You have a business, and you want to keep it successful and growing. You need your website and mobile app to perform at the highest levels to achieve that success, and it takes a great team to get there. You need to keep track of finances, marketing, and dozens of other pressing issues all at once. However, there’s one aspect of your operation that might matter most of all when it comes down to conversions…your user experience/user interface (UX/UI) that your users have with your digital presence. If you don’t pay enough attention to it, you could find yourself in a bad spot. Give it plenty of attention and investment, and your conversion rate could go through the roof. Let’s look at a few clever ways to optimize your UX/UI and why.
Table of Content
Include Essential Elements of UX/UI
- Design – All your visual components…font, images, use of color, etc.
- Information Structure – How your content is laid out and organized within the website or app
- Interface Wireframe – Predicting user movements and planning the user flow
- User Behavior – Engaging users and identifying and implementing features that users would want
There are more specific elements to examine, to be sure, but these are the basics. Make sure you have the right personnel to address these separate but crucial phases in your development process, and plan their time accordingly as you move into the development stage.

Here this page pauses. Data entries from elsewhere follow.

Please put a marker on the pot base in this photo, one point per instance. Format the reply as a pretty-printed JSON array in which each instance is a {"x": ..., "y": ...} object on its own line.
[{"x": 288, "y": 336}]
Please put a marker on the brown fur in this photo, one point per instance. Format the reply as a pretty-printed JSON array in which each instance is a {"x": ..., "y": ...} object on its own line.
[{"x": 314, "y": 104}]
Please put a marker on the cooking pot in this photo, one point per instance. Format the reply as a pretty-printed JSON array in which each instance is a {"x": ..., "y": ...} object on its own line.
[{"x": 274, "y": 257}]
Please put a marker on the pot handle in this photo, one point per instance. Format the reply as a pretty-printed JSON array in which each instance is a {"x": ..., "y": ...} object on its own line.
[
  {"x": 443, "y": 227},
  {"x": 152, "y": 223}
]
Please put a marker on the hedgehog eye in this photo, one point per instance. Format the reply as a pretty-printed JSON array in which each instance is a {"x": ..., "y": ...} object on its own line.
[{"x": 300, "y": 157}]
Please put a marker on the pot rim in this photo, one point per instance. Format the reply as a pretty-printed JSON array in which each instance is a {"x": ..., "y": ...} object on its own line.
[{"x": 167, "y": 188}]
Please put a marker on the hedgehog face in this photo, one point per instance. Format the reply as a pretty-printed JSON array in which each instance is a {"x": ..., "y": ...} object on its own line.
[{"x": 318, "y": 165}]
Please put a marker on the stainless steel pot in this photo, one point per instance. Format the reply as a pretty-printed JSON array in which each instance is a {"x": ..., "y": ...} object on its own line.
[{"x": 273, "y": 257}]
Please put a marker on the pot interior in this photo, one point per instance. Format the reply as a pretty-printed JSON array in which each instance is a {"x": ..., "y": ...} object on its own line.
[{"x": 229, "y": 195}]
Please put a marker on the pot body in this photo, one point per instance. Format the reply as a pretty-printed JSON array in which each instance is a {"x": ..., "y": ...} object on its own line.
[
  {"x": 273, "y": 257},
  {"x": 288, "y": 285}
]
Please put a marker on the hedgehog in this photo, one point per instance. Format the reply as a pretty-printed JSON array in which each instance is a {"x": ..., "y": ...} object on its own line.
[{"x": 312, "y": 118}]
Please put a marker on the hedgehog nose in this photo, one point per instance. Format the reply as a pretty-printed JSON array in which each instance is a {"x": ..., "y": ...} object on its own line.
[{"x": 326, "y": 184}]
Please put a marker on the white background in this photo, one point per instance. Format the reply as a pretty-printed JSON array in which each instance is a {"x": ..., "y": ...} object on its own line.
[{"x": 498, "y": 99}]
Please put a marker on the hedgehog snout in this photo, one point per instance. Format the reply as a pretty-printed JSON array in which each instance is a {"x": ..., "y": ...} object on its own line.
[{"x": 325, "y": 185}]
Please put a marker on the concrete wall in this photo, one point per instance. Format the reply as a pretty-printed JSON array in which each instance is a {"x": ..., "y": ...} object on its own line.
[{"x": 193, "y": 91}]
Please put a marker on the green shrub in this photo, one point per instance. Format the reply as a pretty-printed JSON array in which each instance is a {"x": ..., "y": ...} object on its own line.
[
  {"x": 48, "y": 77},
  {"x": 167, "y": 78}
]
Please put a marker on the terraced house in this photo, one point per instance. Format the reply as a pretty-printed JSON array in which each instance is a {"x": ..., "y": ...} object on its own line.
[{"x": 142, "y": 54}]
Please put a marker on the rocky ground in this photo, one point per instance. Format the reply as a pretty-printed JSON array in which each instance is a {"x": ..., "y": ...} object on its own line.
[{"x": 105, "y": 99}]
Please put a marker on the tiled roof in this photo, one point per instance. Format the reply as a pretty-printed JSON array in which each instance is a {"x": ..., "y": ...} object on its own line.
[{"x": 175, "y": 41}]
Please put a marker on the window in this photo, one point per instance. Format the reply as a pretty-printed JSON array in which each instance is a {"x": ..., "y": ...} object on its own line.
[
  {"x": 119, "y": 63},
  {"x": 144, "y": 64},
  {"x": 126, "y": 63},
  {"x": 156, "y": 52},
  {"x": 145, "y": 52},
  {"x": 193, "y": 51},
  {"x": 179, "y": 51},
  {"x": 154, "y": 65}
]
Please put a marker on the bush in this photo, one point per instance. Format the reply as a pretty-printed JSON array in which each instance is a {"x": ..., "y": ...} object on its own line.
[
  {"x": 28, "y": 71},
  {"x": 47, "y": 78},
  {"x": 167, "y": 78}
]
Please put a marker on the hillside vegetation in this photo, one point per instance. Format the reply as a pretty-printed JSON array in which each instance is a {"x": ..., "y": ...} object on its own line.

Once the ideation and strategy phases have been completed, there needs to be a ton of research going on. Turn a comprehensive and critical eye towards the competition, both good and bad, and identify the various features and reasons they succeed or fail. Pay special attention to reviews, both professional and user-based. Even if the reason a user unsubscribes seems minor or petty, it’s worth noting and remembering. Any small detail can turn a potential conversion away, so examine every step carefully.
As far as active UX/UI improvements go in this stage, it all comes down to testing, plain and simple. Considering the huge percentage of users that leave or unsubscribe at the first sign of any tiny glitch or delay, every minute detail needs to be vetted and improved when possible. Developing MVP’s for every step is the best way to get an actual usable product in the hands of both experts and average users to see how they are received. The iterative testing process needs continuous input – test, feedback, solution, test again – to operate correctly, and the more incoming data, the better.
At this point, the devil’s in the details. You’re about to finally launch this product you’ve worked so hard on, and it’s easy to overlook small aspects that could sink your app once it’s live. Slow loading, unnecessary features, payment portal issues…these needs have to be closely monitored both before the launch and for the crucial period post-launch. If any sort of actual sales are occurring through your app or website, you need to verify smooth operations independently, from data input (hint: don’t ask for too much info!) to confirmation notifications.
Don’t be afraid to start collecting reviews and testimonials to aid in your marketing efforts. If there are positive responses to various aspects of your UX/UI, you should be letting the public know via social media blasts or press releases. Even comments about font or color palette should be taken seriously; many users base their first impression solely on the home page design, so it’s definitely worth the effort to make sure it’s perfect.
So, if you’ve come out ahead after the launch, things are looking good. Reviews are good, downloads are brisk, and your investors seem happy. It would be a mistake, however, to let your guard down or stop critically evaluating your app. After all, churn is an inevitable part of the app marketplace; this report claims the average lifespan of an app from download to uninstall is just over 5 days. This is a sobering statistic, but not an insurmountable one. By following the steps laid out above – i.e. constant testing and troubleshooting, review and comment monitoring, etc. – you can greatly improve your odds. Some monitoring software can identify where most users leave an app or website, which gives you great insight into where you might be running into UX/UI trouble.
That said, it’s worth noting that the same report above reports that 40% of users that have uninstalled an app end up reinstalling that same app. There are some factors, like excessive data usage, that are really out of the developer’s control. The takeaway here is that you should focus on high-level engagement for the first-time downloader, and do your best to offer promotions and news of improvements to re-engage those users later on.
Likewise, the whole subject of features is one you need to be vigilant about. Unnecessary or redundant features during the development testing phase should be eliminated after feedback. If they haven’t, it may become a problem after deployment, as extraneous features make UX/UI clunky and slow. If feedback is telling you that you need to adjust or add a particular feature, make absolutely certain your current users are well aware of the benefits of it, and how best to use it to their advantage.
If you do have to eventually update your mobile app, give your users plenty of warning. Offering some sort of incentive to take the time to update is a good move, as well…something like points, free shipping, or credit towards a future purchase is ideal. Everyone likes free stuff!
Wrapping it Up
To wrap up, just remember that your user’s satisfaction on your digital landscape is more important than almost any other part of your business. Make sure your app development partner gives the UX/UI part of your app or website the priority it needs, and ask them repeatedly how they can improve it. Constant vigilance and improvement is the way to ensure your users download and keep your app. It’s hard work, but it’s worth it.